Don’t punish failures or discipline. Employee reviews are not the place to punish failures. If a person didn’t reach their goals, they may not get a boost in their commission but not getting a pay increase is not a punishment, it’s a natural consequence of failing to meet their goals. A punishment is something that would set them back from where they are. Reviews are not the place to punish “misbehavior” (such as doing a poor job or lateness). These things need to be addressed AT THE TIME of the incident and shouldn’t be saved up until the review. If an employee is consistently late, for example, that should be addressed at each lateness in an appropriate way (which could include such things as a reprimand, being “written up”, a reduction in the day’s wage- whatever is legal in your jurisdiction).

Reward success during the review process. When employees reach their goal measurables, they should receive some kind of bonus. Many companies use additional monetary perks like increased commission or increased salary – which is appropriate – but you may want to consider alternatives like gift cards, additional time off, a promotion, etc. Rewards should be appropriately tied to measurables and they shouldn’t be arbitrarily decided by you the night before the review, but something developed in a company wide policy. (This will avoid difficulties if one employee received a substantial raise while another employee received a gift card- with few distinctions between their performance).

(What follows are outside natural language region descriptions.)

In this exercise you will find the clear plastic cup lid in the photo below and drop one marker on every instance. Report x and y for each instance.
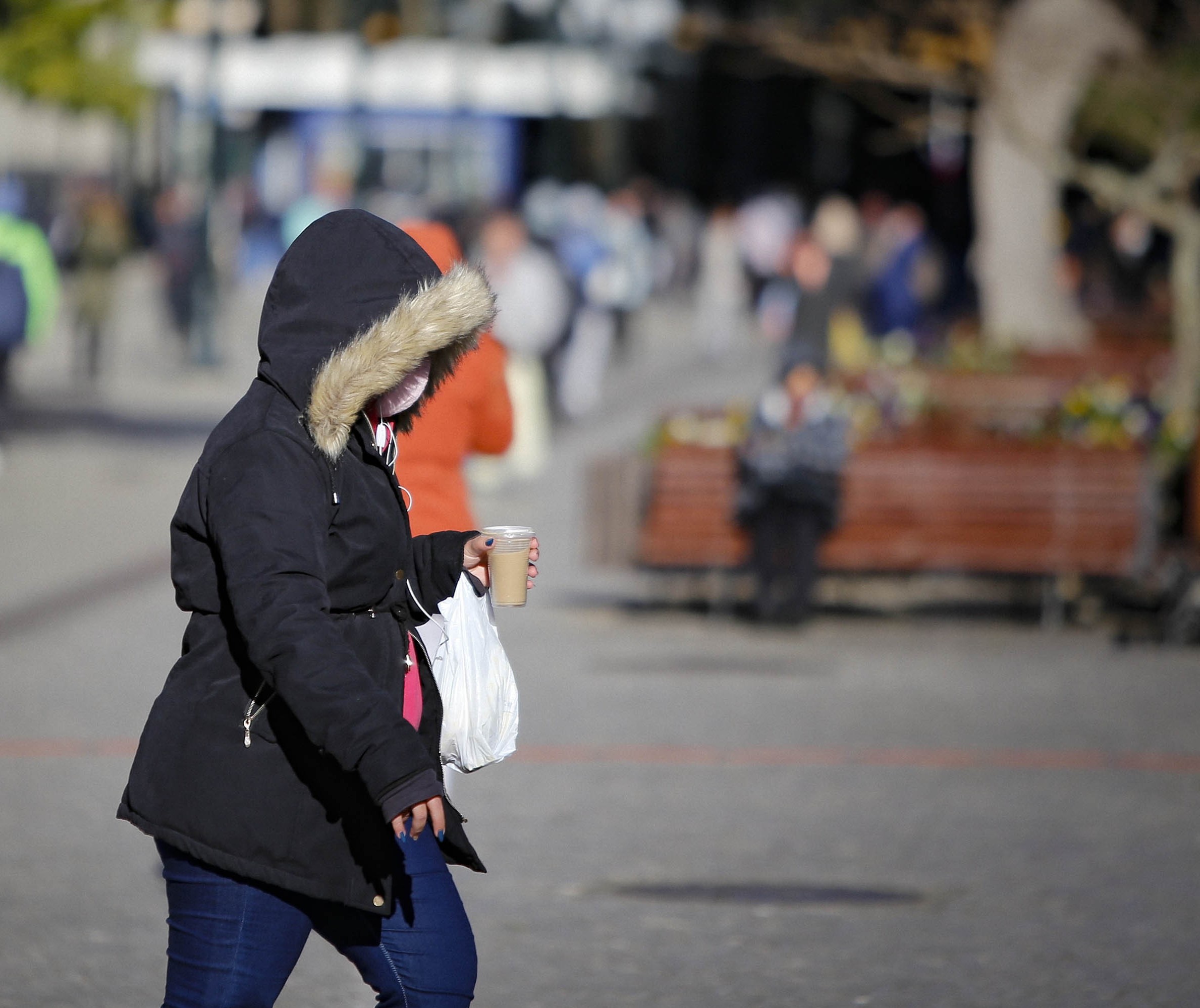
(508, 532)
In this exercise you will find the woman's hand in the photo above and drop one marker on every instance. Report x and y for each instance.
(431, 813)
(474, 558)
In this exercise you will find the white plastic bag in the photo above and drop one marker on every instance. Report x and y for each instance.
(479, 694)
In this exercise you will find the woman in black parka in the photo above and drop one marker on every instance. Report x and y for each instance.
(278, 769)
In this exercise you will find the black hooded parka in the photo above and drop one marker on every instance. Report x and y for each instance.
(279, 733)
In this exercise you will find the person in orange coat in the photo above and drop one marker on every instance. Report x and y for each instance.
(469, 414)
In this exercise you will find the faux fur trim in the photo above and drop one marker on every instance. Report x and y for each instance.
(442, 321)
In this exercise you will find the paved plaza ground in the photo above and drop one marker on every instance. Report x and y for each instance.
(903, 813)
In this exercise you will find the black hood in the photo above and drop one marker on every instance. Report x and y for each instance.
(344, 271)
(353, 308)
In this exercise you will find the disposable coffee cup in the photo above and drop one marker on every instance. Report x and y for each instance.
(508, 563)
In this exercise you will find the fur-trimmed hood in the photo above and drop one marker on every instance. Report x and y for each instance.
(354, 306)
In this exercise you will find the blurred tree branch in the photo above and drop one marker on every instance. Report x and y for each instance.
(74, 53)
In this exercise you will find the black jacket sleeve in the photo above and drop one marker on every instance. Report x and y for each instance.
(439, 562)
(268, 518)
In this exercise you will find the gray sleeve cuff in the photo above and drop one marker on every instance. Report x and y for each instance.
(410, 793)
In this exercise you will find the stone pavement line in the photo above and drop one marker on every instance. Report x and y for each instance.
(744, 756)
(82, 593)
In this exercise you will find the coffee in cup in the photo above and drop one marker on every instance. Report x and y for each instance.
(508, 565)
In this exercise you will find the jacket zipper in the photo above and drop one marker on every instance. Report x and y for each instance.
(253, 711)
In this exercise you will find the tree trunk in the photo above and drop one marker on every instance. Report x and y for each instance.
(1183, 389)
(1046, 54)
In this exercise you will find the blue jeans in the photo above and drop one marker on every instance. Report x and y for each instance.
(233, 942)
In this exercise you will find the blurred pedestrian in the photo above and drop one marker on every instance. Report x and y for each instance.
(790, 467)
(103, 239)
(533, 306)
(183, 246)
(723, 292)
(29, 285)
(906, 271)
(469, 414)
(290, 768)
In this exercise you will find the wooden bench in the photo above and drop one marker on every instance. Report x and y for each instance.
(988, 507)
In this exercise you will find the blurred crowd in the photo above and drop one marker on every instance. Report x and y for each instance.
(836, 283)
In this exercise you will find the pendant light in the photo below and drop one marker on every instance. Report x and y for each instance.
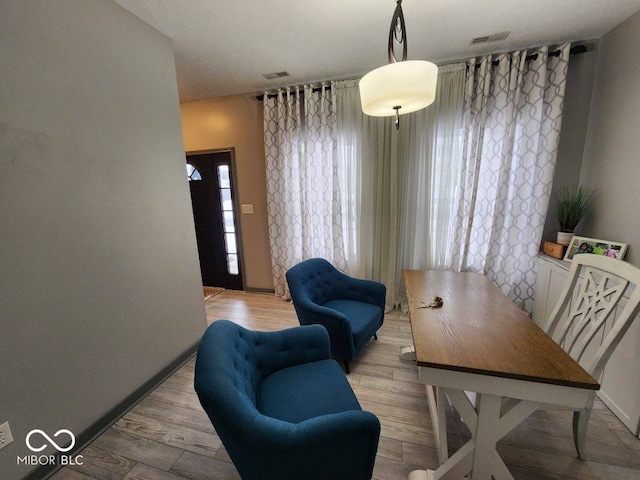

Get the employee involved in the process. Some companies that use a pre-developed employee review chart will give one copy to the employee a week before the review and have them fill out their own review and submit it prior to the meeting. Often, self-reviewing employees will be harsher on themselves than you would be on them and any disparity between your review and theirs is a great place to open the door to a discussion that will get them on board.

Finish with a plan of action and new goals. Employee reviews that end with “well, that was how you did this year” are failures- plain and simple. A good review should never end looking back but should always end looking forward to the next year. Involve the employee in creating a plan of action and setting new goals to be reviewed on.